Nothing is born, Nothing dies

⏱️ Estimated reading time: 5 min

MY DOOR CIRUEL,
If I didn't come back,
spring always
will return. You, It blooms.

Japanese Anonymous

Nothing is born, Nothing dies.
Nothing to hold on to, nothing to let go.
Samsara is nirvana.
There is nothing to reach.

Thich Nhat Hanh1

The deepest fear that resides in our hearts is none other than that of ceasing to be. We fear disappearing, the dissolution, nothing. In our cultural environment we think that our existence begins with birth and ends with death, as if we came from nothing and returned to nothing. Faced with this vision of reality, we cling to cultural beliefs: some promise eternal life in the afterlife, Others assure that after death there is nothing left. But suffering does not arise so much from what there is or what there is not after death., but of our ideas about what it means to exist.

The Buddha, questioned during his life about these two extreme positions—eternalism and nihilism—, responded with silence. His teaching is not based on a belief, but in a direct experience: neither birth nor death are absolute realities, but useful concepts, mental constructs that help us orient ourselves, but they catch us when we confuse them with the truth. This vision, so profoundly counterintuitive from a Western perspective, finds, however, a natural echo in the heart of Japanese culture. in it, life and death do not confront each other, but they hug each other. For the East, death is not the opposite of life, but one of its expressions. The Japanese—traditionally speaking—does not think of death as a leap toward the opposite., but as a transformation within the same vital flow. Just as a leaf is not separate from the tree, we are not separate from the life that shapes us.
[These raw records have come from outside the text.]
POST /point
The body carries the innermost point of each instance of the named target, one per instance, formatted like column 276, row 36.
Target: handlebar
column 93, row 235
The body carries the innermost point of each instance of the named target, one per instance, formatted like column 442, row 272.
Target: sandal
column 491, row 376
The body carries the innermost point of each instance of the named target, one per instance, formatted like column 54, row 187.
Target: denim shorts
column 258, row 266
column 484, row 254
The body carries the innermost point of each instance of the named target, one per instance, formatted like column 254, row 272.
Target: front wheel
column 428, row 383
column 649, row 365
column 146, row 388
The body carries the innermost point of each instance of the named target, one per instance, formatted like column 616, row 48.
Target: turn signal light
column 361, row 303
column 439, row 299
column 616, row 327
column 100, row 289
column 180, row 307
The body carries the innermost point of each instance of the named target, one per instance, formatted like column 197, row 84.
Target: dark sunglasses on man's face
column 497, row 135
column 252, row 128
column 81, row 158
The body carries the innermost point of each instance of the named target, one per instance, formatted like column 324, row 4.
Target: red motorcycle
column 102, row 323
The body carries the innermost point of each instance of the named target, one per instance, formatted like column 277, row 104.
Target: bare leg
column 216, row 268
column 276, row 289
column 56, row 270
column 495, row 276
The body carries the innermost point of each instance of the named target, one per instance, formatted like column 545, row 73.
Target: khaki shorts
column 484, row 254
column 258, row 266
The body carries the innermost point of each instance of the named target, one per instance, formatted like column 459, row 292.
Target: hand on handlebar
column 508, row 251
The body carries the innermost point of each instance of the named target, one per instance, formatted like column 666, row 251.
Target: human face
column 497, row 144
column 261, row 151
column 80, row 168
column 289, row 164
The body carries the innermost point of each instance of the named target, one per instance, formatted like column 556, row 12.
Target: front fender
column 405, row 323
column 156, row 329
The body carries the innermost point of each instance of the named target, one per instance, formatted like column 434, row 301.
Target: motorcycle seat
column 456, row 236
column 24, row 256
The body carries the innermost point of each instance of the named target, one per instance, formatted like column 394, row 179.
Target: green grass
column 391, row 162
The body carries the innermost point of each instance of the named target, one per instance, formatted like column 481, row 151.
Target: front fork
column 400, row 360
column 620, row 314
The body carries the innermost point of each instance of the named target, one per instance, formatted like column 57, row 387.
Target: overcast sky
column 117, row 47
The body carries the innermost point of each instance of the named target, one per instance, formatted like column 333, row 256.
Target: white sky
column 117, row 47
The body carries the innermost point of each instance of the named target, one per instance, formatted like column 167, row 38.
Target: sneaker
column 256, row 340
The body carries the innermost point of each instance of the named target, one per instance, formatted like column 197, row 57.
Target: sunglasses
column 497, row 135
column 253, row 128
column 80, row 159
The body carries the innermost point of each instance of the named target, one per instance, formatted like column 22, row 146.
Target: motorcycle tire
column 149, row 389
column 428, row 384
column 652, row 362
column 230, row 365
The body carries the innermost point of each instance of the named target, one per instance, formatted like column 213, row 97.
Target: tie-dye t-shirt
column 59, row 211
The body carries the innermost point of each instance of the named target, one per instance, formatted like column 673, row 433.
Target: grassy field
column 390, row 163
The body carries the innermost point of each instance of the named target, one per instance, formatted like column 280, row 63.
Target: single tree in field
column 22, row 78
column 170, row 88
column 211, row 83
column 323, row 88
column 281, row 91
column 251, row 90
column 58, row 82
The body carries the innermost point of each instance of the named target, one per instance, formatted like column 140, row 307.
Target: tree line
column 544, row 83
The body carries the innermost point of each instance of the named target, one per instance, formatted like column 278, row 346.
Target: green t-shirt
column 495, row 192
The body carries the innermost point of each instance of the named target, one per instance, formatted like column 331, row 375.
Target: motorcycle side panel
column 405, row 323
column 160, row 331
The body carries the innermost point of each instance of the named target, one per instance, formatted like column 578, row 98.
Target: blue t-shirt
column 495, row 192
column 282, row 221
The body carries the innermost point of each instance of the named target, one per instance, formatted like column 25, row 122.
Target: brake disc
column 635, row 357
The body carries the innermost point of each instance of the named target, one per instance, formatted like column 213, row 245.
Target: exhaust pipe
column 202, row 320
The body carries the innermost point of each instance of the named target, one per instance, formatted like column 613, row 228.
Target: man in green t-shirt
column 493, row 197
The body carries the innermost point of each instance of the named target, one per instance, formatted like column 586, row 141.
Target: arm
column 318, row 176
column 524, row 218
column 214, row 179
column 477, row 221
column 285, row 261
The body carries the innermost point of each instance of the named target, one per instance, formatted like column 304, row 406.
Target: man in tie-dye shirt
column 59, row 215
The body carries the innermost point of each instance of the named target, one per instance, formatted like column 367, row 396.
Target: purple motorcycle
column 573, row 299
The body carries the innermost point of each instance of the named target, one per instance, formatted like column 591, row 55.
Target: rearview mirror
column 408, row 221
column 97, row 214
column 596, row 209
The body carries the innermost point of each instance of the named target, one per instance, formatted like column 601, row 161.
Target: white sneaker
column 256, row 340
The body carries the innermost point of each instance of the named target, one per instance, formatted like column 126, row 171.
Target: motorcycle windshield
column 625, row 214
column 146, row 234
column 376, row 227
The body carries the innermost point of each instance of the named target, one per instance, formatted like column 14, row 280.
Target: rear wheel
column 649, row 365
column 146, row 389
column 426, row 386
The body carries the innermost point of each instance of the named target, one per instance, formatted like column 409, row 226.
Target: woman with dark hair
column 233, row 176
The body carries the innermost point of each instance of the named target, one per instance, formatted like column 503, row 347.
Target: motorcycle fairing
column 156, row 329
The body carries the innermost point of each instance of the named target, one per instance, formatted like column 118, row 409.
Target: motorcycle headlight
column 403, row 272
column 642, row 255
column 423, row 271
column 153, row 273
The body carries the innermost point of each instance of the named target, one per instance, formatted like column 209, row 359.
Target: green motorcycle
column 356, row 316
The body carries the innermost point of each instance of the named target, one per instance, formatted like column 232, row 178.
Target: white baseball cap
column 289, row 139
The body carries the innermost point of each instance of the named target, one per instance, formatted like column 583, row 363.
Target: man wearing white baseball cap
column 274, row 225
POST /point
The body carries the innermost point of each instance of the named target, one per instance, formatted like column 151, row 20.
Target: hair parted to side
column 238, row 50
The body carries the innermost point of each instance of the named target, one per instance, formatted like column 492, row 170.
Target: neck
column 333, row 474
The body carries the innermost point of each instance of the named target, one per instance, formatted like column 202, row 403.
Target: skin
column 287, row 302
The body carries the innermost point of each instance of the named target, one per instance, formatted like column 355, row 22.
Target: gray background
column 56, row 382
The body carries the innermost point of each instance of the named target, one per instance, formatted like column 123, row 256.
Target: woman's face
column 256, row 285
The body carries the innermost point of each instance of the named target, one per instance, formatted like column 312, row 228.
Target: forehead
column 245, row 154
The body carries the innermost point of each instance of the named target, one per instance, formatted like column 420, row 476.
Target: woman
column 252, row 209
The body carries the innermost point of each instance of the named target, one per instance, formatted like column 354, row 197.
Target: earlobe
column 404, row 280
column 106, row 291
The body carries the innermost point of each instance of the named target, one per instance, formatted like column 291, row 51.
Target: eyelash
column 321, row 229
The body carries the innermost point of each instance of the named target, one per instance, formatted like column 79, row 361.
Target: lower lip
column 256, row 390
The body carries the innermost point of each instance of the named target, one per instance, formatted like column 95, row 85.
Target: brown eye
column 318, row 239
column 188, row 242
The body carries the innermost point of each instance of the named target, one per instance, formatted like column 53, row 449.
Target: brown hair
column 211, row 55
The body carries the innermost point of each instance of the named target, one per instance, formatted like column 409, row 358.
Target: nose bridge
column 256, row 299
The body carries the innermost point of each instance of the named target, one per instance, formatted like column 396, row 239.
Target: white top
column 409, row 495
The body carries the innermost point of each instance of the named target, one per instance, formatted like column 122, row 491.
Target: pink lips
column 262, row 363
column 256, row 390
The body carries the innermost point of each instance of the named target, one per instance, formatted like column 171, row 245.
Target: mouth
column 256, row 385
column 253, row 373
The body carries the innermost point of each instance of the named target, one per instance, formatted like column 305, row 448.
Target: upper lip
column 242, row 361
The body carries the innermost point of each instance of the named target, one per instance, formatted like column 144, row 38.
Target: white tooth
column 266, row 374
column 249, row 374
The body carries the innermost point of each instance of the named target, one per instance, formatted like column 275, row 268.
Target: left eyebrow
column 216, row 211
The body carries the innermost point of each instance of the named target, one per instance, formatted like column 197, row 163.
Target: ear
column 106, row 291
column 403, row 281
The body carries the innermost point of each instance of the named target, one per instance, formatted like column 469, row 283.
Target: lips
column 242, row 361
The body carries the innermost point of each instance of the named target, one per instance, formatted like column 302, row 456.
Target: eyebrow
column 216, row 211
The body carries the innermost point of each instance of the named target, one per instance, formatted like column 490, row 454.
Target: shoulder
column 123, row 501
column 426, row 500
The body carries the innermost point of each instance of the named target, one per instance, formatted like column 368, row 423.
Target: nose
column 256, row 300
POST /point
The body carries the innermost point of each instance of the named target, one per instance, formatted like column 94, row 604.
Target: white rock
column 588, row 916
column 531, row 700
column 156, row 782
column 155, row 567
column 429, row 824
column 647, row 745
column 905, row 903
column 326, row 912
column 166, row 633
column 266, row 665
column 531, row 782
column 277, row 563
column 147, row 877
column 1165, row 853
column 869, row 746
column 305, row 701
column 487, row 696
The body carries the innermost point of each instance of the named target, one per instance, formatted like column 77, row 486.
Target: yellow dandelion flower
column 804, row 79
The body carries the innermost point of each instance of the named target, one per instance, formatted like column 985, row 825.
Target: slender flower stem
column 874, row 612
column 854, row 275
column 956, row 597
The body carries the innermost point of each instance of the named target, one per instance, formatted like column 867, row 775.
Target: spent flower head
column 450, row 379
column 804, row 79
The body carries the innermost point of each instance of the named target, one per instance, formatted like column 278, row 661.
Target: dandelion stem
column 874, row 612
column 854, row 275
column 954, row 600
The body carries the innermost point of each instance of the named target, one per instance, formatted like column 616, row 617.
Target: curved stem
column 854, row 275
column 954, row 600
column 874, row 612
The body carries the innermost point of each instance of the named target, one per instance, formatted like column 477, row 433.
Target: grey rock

From this understanding, death is not annihilation, but a mutation within the living totality. The leaf falls in autumn, but the tree continues; and in the fall of the leaf the promise of the new shoot is already present. In the traditional Japanese view, the life of the individual is rooted in the greater life of nature, of the family, of the ancestors. There is no radical separation between the living and the dead.. The ancestral rites, family altars, The practice of offering food and presence to the deceased are everyday expressions of this continuity..

In the Soto Zen, This continuity is perceived from the experience of zazen: When sitting, We are not just this individual body., this mind with its thoughts. We are a temporary manifestation of the unlimited. In the words of Dogen, “To study the way is to study oneself.”; Studying yourself is forgetting yourself; “To forget oneself is to be one with all existences.”. Death does not end this presence, a concrete form simply ceases.

Y, however, sadness at loss does not disappear. In Japan, like anywhere, the disease is suffered, old age and death. You cry for your loved one. But what changes is the perspective: sadness is not born from an absolute cut, but of a painful transformation within a continuum. You cry from love, not from abandonment.

Western culture is marked by a fear of death that is projected in transcendent constructions, in later paradises, in the need to ensure one's own existence beyond time. It is a production culture, of redemption, fighting against the passage of time. The Japanese, by contrast, has cultivated a deep acceptance of transformation. Does not seek to survive beyond, but to live authentically here, now, within the cycle that unites birth, life and death. The Zen monk learns to live without fear because he learns to die in every moment. The path is to let go of attachment to form, not in clinging to the idea of ​​eternity.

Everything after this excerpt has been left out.